Chief Analyst, Arne Lohmann Rasmussen at Danske Bank, suggests that any significant rise in global rates and yields over the next three to six months looks relatively unlikely, in his view.
“The ECB is buying EUR80bn of bonds every month and given the still quite optimistic inflation forecast from the ECB, we believe that later this year it will announce that the bond purchases will be prolonged for another six months so that they run until September 2017 at least.
In addition, the Bank of Japan (BoJ) looks set to continue buying bonds at a record pace in 2016 and 2017. Therefore, although we expect the Fed to hike rates once this year, we expect the effect on the long end of the curve to be modest.
However, recently we have seen a new dive in global yields. Part of the reason is concerns ahead of the upcoming UK EU referendum – safe-haven buying. Our main scenario is that the UK will remain in the EU. However, with the polls so close, a Brexit certainly cannot be ruled out.

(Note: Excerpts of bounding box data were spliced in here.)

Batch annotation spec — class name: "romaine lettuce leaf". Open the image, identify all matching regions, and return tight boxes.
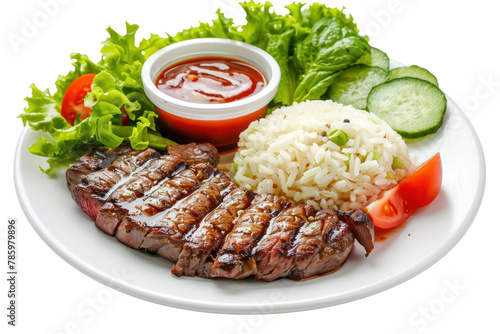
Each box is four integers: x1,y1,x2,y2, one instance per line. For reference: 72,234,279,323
19,1,370,173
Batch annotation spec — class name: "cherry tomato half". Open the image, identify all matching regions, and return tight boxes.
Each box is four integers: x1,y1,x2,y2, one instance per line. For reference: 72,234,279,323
61,73,96,125
365,153,443,229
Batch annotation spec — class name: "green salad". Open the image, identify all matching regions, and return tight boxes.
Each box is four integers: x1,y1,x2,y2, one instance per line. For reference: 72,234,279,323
19,1,444,173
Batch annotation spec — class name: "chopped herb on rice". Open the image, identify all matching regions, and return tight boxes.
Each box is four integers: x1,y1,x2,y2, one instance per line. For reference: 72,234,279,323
231,101,414,210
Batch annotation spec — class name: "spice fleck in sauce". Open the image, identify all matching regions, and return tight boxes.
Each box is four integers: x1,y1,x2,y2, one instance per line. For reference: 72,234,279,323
156,57,267,103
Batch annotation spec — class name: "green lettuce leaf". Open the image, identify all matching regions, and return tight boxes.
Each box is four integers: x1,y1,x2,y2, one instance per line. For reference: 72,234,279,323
19,1,370,173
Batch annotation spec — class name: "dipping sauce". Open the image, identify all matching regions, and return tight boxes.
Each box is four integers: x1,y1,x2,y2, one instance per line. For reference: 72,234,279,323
156,57,267,103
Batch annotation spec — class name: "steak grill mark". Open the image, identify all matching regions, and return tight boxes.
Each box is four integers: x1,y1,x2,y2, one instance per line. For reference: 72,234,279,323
66,144,374,281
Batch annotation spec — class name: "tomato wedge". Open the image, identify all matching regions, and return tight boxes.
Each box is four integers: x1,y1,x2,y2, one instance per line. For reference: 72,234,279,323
61,73,96,125
365,153,443,229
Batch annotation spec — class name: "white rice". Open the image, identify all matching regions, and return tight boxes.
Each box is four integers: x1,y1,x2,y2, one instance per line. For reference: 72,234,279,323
230,101,414,210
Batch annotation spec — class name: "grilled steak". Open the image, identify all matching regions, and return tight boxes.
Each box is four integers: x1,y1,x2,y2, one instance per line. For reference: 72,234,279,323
66,144,374,281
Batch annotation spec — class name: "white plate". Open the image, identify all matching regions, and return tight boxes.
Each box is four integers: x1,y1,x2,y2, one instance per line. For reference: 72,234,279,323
15,82,485,313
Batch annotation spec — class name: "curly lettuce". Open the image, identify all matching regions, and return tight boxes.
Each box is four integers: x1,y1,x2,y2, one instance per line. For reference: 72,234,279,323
19,1,370,173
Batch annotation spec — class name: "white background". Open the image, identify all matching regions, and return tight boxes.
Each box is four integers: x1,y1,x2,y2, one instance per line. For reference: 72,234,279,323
0,0,500,334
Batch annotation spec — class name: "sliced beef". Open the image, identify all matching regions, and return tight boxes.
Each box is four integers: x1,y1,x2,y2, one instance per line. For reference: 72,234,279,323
66,144,374,281
340,210,375,256
140,169,232,261
211,194,291,279
172,183,255,277
166,143,220,167
288,210,354,279
66,146,132,191
113,168,202,248
71,148,160,220
96,156,187,235
252,205,316,281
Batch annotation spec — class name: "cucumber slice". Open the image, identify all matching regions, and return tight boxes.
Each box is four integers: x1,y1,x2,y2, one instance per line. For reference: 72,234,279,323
367,77,446,138
327,64,387,109
389,65,439,87
356,46,389,71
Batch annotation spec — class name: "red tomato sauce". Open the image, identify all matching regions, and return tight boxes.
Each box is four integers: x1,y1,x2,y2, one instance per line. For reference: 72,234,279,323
156,57,267,103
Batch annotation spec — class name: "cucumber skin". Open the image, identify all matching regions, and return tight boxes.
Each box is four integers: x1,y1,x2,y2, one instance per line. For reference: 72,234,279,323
327,64,388,110
354,46,390,72
387,65,439,87
366,77,448,139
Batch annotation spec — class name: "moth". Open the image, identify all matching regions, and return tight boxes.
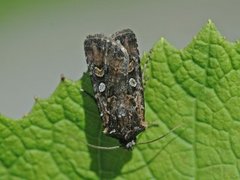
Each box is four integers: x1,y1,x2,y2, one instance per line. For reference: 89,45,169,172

It would be wrong, in our view, to believe that we would see a sharp rise in global yields if we do not see a Brexit next week. The global ‘hunt for yield’ will not disappear. The ECB and BoJ will still be buying a tremendous amount of bonds in the market. The concerns about the global economy will still be evident. We still do not know whether the recent slowdown in the US labour market reflects an underlying weakness in the US economy or if the US economy will regain speed as we forecast. Hence, we still expect 10Y German government bond yields to stay close to zero for the next six months even if we do not see a Brexit.
However, if we are correct that the Fed will resume its hiking campaign in the autumn, we could see small upward pressure on 10Y yields.
What if we see a Brexit?
If we do see a Brexit, the global downward pressure on yields is likely to intensify. The ECB will most likely come up with a policy response if it sees signs that the Eurozone economy is being affected, the Fed will effectively go on hold and the BoJ might have to react to an expected appreciation of the yen. In a Brexit scenario, we could see 10Y German yields dropping to -20bp or lower.”